“もくてき”のデザイン -成果をあげる組織づくり・人づくりのヒントー

働くことを通して「豊かさ」や「幸せ」を味わう人を増やし、人のエネルギーを最大化する組織・チームをつくること。ドラッカーのマネジメントや、脳・メンタルなどの記事を中心に、成果をあげる組織・チームづくりのヒントをお届けするブログです。

仕事をするということ。働くということ。

こんばんは!
今日もお読みいただき、ありがとうございます。

本日のテーマは「仕事をするということ。働くということ。」


いま、というか今さらながら、ドラッカーの「マネジメント」を読んでいます。数年前、「もしドラ」で話題になった本なのですが、あちらは要約版なので、今回は約1000ページある方の、分厚いバージョンと格闘中です(笑)

そこに「仕事」と「働く」ことの違いについて、記述があります。小さな違いの様に見えるのですが、実は成果をあげる上で、この違いをしっかり理解することは、非常に重要だと思います。今日はこの話をまとめたいと思います。


まずは引用から。
仕事と、働くことは別の世界に属する。仕事は人の外にある。仕事そのものの論理に従う。働くことは人の内にある。働くことそのものの力学に従う。ところが、組織のマネジメントたる者は、仕事と、働くことの双方を扱わなければならない。仕事を生産的なものとし、働く人に成果をあげさせなければならない。仕事と、働くことを統合しなければならない (マネジメント上 第15章より)


ちょっと難しいと思うのですが、
【仕事】→なにかを目的として、手段として行われる「事柄」。(名詞)
【働く】→人が、なにかを目的として行う(仕事をする)「行動」。(動詞)
となります。

片方は事柄で、もう片方は行動。だから本来、マネジメントの仕方も、成果を上げる方法も、ぜんぜん違うんですよ!というのが、ドラッカーの言っていることなんですね。

「仕事」が成果をあげるためのマネジメントは、極めて事務的であり、機械的です。日々、変化していく現実を客観的にとらえ、優先順位1番のものから意思決定していくことが、成果をあげる鉄則です。

しかし「働く」ことが成果をあげるには、これとは全く異なるマネジメントが必要です。人の意識や、人の感情という、きわめて主観的な対象を扱わなければなりません。仕事に求められている事務的・機械的なプロセスを強要すると、かえって「働く」ことのモチベーションを下げる可能性があります。成果を阻害する可能性があります。

おそらく体感的に、皆さんも感じているのではないかと思いますが、仕事至上主義の企業では、人が辞めてしまったり、成長への意欲を失ってしまいます。仮に一時的に上手く行ったとしても、いずれ成果をあげれれなくなります。

逆に、人間性至上主義の企業は、仕事を客観的に見ていないケースが多い様に思います。自分自身や、中の人だけは盛り上がるのですが、それが成果につながりません。

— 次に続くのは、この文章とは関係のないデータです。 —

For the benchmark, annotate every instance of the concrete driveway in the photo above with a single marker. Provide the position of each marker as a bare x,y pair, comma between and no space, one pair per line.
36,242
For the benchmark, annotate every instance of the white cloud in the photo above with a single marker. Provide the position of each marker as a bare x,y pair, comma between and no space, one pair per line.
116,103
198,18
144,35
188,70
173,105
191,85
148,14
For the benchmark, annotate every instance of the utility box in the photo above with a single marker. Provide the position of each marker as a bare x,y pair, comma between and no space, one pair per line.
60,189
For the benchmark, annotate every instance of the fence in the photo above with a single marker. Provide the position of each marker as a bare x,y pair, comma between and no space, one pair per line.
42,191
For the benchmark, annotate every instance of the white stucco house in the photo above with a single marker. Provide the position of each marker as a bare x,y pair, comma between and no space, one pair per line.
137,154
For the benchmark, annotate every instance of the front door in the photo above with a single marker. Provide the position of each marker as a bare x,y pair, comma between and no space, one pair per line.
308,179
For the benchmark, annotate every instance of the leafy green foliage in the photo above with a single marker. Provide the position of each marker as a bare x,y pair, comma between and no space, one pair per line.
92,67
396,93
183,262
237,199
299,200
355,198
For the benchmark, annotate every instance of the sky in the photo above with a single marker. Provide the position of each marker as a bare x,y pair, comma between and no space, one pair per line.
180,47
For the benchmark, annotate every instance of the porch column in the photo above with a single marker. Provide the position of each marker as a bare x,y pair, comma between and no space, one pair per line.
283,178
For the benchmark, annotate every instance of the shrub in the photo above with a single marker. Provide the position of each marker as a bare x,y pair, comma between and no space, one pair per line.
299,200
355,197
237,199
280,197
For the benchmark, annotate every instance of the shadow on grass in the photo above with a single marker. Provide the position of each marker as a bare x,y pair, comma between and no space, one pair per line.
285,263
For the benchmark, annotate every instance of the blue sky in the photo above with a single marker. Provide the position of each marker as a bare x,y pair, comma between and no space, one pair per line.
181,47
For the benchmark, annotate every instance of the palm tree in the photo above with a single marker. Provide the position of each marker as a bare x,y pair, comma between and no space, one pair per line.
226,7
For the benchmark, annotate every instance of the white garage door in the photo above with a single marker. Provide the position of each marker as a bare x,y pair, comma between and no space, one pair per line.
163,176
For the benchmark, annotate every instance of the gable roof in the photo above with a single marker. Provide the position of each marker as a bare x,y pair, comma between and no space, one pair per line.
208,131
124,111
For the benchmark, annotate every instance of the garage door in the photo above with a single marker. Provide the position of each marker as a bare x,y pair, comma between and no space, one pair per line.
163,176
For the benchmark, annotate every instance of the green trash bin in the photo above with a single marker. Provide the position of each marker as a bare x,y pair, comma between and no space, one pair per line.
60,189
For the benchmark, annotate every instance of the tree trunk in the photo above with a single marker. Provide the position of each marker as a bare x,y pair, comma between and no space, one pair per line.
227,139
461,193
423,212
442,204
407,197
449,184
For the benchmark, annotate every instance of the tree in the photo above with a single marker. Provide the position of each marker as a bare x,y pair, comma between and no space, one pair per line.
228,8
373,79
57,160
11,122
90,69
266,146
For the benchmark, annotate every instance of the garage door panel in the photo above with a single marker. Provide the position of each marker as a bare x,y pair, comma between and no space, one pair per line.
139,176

どちらも、「仕事」または「働く」だけに着目してしまっています。マネジメントが満たすべき機能を満たしていないのです。これでは結局、成果をにはつながりません。


ドラッカーは“マネジメント”の中で、「仕事が成果をあげるためのマネジメント」については、かなり詳細に、手取り足取り教えてくれます。ですが、「働くことのマネジメント」については、大まかな方向性を示すにとどめています。

仕事は客観視できるからこそ、プロセスとして提示できたのでしょうが、働くことは主観的なので、方向性しか示せない。まあ、当たり前と言えば、当たり前のことです。

ですが、これは逆に1つの事を示唆しています。
「働くことのマネジメントを中心に据えて解決すれば、あとは方法論がある」ということなのです。

簡単に言ってしまえば、先に「人が働きたくなる環境」を作っておいて、あとで「方法論」に則って、決めて行動するだけ。マネジメントというと難しく考えてしまいますが、実は極めてシンプルなんですね。

世の中には、次々と驚くべき成果をあげる企業があります。ひと昔前ならソニー、最近ではGoogleなどが有名ですよね。この2つの企業に共通しているのは “自由闊達で責任感のある組織風土”。これを意識的に創っている点にあります。まさに、「人が働きたくなる環境」そのものですね!

私たちは、目に見えるものや、数値で測れるもの、つまりは「仕事」に優先順位を与えてしまいがちです。ですが、本当に大切なのは「働く」という人そのものに焦点を当て、優先権を与えてあげることなのではないでしょうか?

「仕事」と「働く」を別々のものとしてマネジメントする。成果をあげるマネジメントの鉄則だと思いますので、ぜひご活用ください!